As for me? I’d like extra gluten, please.
I’ll eat just about anything, but I try to make smart choices. I don’t waste calories on stupid food. If it’s decadent, it had better be good. For example, I would never buy a packaged scone, but making them from scratch? I’m in!
Linda at Retired Introvert is a fellow retiree who likes to cook. She shares lots of great recipes, including these lemon blueberry scones. I made the scones yesterday, and we had them for breakfast this morning. Presentation is part of the dining experience, so I dragged out this Franciscan Desert Rose plate from the cupboard. There’s just one – I like to buy remnants at discount stores.
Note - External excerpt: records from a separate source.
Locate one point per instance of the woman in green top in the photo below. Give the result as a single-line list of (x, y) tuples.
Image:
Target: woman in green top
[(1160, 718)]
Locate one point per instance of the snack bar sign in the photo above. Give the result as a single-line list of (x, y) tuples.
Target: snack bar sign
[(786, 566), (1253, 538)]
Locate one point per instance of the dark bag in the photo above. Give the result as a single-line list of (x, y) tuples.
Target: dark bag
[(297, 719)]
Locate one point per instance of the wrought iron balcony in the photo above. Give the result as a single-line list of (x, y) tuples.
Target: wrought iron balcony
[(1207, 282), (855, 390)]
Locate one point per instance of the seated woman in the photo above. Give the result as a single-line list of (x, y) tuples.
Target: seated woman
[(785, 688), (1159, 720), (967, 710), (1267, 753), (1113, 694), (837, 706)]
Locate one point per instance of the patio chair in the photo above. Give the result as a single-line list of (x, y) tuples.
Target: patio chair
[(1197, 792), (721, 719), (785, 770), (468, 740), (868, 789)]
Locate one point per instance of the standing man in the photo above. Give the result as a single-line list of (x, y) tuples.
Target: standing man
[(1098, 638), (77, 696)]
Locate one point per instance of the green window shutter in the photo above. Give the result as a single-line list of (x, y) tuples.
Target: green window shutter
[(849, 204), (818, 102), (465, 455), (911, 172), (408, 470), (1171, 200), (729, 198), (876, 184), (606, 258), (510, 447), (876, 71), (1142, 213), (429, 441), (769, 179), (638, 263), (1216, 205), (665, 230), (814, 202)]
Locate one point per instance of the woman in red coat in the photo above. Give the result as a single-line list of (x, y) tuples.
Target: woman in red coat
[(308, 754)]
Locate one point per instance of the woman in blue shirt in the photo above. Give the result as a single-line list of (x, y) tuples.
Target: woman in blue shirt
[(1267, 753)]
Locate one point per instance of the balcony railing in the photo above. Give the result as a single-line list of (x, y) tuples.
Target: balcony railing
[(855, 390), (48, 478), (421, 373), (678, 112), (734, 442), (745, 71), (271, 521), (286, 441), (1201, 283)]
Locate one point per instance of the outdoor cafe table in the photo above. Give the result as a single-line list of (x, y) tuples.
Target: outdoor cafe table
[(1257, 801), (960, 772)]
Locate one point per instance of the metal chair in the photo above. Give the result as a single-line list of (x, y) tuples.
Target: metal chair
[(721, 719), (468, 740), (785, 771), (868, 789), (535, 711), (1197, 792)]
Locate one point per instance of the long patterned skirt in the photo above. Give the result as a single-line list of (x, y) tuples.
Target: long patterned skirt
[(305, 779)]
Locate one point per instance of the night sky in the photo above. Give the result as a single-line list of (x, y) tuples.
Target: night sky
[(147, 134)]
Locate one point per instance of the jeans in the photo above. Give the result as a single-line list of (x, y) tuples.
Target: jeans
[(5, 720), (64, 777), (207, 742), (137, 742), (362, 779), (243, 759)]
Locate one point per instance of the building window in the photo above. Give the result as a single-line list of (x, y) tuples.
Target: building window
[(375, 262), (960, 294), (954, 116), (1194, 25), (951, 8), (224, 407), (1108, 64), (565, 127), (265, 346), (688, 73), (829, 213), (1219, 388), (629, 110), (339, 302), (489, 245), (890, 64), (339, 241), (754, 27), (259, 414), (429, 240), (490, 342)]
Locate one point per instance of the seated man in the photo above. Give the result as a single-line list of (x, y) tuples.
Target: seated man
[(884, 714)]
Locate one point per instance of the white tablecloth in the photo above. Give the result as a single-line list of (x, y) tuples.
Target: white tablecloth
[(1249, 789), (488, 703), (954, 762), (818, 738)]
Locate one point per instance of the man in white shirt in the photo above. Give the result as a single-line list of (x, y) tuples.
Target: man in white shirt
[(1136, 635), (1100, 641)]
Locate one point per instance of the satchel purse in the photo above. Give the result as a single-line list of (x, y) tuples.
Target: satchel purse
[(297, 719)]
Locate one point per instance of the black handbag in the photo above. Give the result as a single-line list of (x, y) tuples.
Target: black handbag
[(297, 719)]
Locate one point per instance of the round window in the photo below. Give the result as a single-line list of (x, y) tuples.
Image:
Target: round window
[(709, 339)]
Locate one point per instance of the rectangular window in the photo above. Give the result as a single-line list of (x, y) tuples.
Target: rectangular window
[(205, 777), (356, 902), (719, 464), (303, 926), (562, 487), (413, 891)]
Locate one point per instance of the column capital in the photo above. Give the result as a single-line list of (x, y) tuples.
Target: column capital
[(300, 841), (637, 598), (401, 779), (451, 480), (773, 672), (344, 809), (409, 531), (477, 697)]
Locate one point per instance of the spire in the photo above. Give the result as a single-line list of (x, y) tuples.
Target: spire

We call them the designer plates.
The scones were delicious! I ate two, which I normally don’t do, but they were scrumptious. I tried to savor the experience and eat the scones slowly to appreciate the textures and flavors – making sure to alternate with little sips of coffee that added to the complexity. The lemon glaze is like nectar – sweet but tart from freshly squeezed juice.
Food is one of life’s greatest pleasures. When I struggled with my weight in high school, I ate for emotional reasons. I really didn’t care what I put in my mouth, as long as I was poking something down. Thankfully, that time is gone. Savoring the best of what our planet offers is a true delight, and it’s my contention the more you focus on the food itself, the better off you’ll be.
Thank you, Linda, for the inspiration!